Here we find genuine devout fervour, emancipating itself, very naturally in private, from allotted forms of prayer; but no mysticism, till we come to the last sentence—even that, admitting a favourable explanation.
[332]. Autobiography, part II. c. xvii. ‘God supplied me,’ she adds, ‘with what was pertinent and satisfactory to them all, after a wonderful manner, without any share of my study or meditation therein. Nothing was hid from me of their interior state, and of what passed within them. Here, O my God! thou madest an infinite number of conquests, known to Thyself only. They were instantly furnished with a wonderful facility of prayer. God conferred on them His grace plentifully, and wrought marvellous changes in them. The most advanced of these souls found, when with me, in silence, a grace communicated to them, which they could neither comprehend nor cease to admire. The others found an unction in my words, and that they operated in them what I said to them. They said they had never experienced anything like it. Friars of different orders, and priests of merit, came to see me, to whom our Lord granted very great favours, as indeed he did to all without exception, who came in sincerity. One thing was surprising, and that was, that I had not a word to say to such as came only to watch my words and to criticise them. Even when I thought to try to speak to them, I felt that I could not, and that God would not have me do it.... I felt that what I spoke flowed from the fountain, and that I was only the instrument of Him who made me speak.’—P. 86.

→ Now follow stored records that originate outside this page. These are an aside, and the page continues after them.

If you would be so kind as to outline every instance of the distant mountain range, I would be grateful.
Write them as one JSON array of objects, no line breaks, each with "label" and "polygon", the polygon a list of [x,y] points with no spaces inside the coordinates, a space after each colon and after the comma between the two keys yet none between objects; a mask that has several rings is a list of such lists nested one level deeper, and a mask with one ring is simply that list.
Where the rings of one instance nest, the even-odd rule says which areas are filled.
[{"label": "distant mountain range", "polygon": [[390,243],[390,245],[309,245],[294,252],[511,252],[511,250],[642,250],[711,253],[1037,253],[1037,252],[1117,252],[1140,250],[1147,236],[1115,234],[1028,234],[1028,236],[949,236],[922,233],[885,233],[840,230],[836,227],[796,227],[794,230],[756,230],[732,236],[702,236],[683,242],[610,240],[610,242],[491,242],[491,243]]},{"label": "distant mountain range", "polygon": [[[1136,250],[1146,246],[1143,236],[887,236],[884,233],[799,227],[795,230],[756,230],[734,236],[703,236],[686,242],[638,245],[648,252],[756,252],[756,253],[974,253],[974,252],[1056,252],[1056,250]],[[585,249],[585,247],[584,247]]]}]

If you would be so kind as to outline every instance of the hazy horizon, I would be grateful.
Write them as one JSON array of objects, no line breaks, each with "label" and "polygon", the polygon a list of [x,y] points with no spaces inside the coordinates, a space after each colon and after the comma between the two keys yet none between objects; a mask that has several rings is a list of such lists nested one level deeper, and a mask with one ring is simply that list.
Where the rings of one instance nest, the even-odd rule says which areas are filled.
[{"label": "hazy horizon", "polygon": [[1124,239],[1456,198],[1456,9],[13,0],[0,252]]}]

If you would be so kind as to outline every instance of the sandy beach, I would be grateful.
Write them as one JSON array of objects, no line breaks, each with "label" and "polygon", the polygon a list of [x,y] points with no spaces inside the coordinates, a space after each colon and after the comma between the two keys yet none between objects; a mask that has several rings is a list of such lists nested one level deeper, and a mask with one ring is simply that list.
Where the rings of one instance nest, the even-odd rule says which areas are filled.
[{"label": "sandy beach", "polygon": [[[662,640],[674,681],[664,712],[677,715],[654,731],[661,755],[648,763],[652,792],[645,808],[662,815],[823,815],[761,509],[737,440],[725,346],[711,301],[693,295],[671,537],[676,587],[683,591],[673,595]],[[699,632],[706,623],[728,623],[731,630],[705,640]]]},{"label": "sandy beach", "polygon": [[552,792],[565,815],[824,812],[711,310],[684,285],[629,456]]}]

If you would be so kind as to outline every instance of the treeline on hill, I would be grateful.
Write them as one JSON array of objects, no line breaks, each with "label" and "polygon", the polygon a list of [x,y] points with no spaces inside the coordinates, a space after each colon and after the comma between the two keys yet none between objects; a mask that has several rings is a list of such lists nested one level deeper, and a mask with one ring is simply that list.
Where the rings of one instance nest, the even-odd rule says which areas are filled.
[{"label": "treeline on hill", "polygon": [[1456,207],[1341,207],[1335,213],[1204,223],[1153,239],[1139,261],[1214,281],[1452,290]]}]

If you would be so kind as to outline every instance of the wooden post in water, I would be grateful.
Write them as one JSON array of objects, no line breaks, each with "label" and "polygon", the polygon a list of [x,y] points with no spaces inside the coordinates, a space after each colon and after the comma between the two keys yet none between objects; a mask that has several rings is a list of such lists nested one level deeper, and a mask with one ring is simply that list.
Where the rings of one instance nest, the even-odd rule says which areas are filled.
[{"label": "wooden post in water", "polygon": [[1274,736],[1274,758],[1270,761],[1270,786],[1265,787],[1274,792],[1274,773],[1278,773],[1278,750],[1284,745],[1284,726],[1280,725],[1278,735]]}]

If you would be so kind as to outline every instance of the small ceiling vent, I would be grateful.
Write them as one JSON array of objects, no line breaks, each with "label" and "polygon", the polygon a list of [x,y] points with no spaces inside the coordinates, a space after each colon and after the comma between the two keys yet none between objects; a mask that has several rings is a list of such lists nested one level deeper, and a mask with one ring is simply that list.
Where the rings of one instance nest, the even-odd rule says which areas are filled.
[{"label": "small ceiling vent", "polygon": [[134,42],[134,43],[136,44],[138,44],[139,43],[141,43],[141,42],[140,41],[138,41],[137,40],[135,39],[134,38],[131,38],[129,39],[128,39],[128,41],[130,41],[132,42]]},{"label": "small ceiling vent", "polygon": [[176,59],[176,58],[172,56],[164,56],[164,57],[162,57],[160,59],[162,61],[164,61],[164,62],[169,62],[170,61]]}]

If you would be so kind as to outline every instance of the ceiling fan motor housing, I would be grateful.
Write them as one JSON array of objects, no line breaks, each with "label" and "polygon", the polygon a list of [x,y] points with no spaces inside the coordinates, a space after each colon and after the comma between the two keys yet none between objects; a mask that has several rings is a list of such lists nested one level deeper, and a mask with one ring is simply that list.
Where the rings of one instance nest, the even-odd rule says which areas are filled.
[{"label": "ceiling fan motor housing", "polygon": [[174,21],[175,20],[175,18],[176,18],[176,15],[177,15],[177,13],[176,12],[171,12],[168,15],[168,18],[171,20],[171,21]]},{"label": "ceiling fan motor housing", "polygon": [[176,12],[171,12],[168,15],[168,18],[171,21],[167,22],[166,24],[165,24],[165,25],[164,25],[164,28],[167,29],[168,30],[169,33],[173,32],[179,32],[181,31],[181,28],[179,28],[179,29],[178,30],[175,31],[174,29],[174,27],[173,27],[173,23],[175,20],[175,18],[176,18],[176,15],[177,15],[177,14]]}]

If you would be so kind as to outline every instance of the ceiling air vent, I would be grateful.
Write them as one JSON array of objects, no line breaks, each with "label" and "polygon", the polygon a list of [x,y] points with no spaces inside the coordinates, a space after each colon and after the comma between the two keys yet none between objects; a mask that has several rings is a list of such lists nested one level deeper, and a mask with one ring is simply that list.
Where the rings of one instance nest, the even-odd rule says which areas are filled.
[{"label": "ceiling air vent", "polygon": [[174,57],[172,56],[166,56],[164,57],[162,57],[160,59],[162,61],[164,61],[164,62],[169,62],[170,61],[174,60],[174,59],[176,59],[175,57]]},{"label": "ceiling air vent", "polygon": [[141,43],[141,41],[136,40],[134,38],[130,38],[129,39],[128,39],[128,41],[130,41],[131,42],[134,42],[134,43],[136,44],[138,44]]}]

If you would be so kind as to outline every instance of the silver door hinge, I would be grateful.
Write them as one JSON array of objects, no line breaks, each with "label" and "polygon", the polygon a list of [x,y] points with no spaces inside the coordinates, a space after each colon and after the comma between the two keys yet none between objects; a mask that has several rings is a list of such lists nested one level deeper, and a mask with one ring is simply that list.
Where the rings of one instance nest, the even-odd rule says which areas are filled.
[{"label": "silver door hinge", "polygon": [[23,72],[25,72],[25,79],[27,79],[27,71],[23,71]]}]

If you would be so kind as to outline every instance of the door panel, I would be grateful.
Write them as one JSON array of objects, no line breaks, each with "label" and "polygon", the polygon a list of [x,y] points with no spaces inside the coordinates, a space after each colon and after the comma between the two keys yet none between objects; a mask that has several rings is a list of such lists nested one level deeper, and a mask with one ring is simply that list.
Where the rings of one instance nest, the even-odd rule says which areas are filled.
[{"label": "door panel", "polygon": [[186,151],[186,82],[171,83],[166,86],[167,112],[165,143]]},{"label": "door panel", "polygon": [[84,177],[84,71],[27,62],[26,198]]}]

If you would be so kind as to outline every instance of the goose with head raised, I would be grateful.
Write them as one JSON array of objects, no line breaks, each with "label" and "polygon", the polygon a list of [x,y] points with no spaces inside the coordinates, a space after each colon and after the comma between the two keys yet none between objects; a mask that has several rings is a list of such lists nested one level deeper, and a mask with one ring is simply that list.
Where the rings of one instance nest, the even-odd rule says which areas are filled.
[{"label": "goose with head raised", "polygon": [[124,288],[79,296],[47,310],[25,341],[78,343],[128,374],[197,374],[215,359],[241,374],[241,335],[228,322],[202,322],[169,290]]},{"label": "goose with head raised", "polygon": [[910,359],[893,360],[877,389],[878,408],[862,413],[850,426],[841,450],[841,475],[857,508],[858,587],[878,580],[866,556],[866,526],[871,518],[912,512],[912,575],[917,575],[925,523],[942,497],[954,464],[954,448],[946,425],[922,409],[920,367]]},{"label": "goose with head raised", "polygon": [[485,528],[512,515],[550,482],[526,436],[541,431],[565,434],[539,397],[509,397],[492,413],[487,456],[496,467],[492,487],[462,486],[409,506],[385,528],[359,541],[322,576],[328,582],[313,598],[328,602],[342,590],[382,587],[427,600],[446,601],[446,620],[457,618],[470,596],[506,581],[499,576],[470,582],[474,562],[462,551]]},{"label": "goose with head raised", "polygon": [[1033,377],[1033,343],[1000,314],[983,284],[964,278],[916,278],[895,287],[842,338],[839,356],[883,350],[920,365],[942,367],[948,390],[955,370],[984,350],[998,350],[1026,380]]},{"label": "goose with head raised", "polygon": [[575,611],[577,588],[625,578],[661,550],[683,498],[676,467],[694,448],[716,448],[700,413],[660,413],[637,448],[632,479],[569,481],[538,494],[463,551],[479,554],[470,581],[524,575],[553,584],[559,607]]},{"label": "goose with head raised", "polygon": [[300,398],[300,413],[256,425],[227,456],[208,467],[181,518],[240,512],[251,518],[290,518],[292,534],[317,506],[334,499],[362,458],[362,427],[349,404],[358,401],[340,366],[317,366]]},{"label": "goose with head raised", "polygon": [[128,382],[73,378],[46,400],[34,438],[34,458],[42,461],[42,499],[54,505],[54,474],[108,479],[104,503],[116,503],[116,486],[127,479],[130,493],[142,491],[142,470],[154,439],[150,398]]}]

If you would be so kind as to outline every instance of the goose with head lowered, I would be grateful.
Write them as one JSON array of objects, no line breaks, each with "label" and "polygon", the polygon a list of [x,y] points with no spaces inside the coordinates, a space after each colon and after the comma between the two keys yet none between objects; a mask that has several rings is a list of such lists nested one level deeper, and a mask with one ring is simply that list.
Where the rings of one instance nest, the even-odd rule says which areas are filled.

[333]. The little book to which she gave the name of The Torrents, was written, she tells us, at the suggestion of La Combe. When she took up her pen she knew not what she was to say, but soon came thoughts and words abundantly—as, indeed, they were sure to do. She compares the different kinds of spiritual progress to the mountain streams she had seen hurrying down the sides of the Alps. She describes the varieties in the gravitation of devout souls toward God—the ocean which they seek. Some proceed slowly, by means of meditations, austerities, and works of charity,—dependent mostly on outward appliances,—deficient in spontaneity and ardour,—little exercised by inward experience. Another class flow in a fuller stream,—grow into laden rivers—haste with more strength and speed; but these are apt to dwell, with too much complacence, on those rich gifts for which they are conspicuous. A third order (and to these she herself belonged) dash out from the poverty of the rocks, impetuous, leaping over every obstacle, unburdened by wealthy freightage, inglorious in the eyes of men, but simple, naked, self-emptied, with resistless eagerness foaming up out of abysmal chasms that seemed to swallow them, and finding, soonest of all, that Sea divine, wherein all rivers rest.
Her commentaries on Scripture were written with extraordinary rapidity. The fact that she consulted no book except the Bible in their composition must doubtless have contributed to their speed: certainly not, as she fancied, to their excellence. No writers are so diffuse as the mystics, because no others have written so fast, imagining headlong haste an attribute of inspiration. The transcriber could not copy in five days what she had written in one night. We may conjecture that the man must have been paid by the day. The commentary on the Canticles was written in a day and a half, and several visits received beside.—Autobiography, part II. c. xxi.
[334]. O man, wouldst thou be grafted, and to the heavenly soil transplanted? then must thou first thy branches wild hew quite away, that kindly fruits may come forth in God’s image.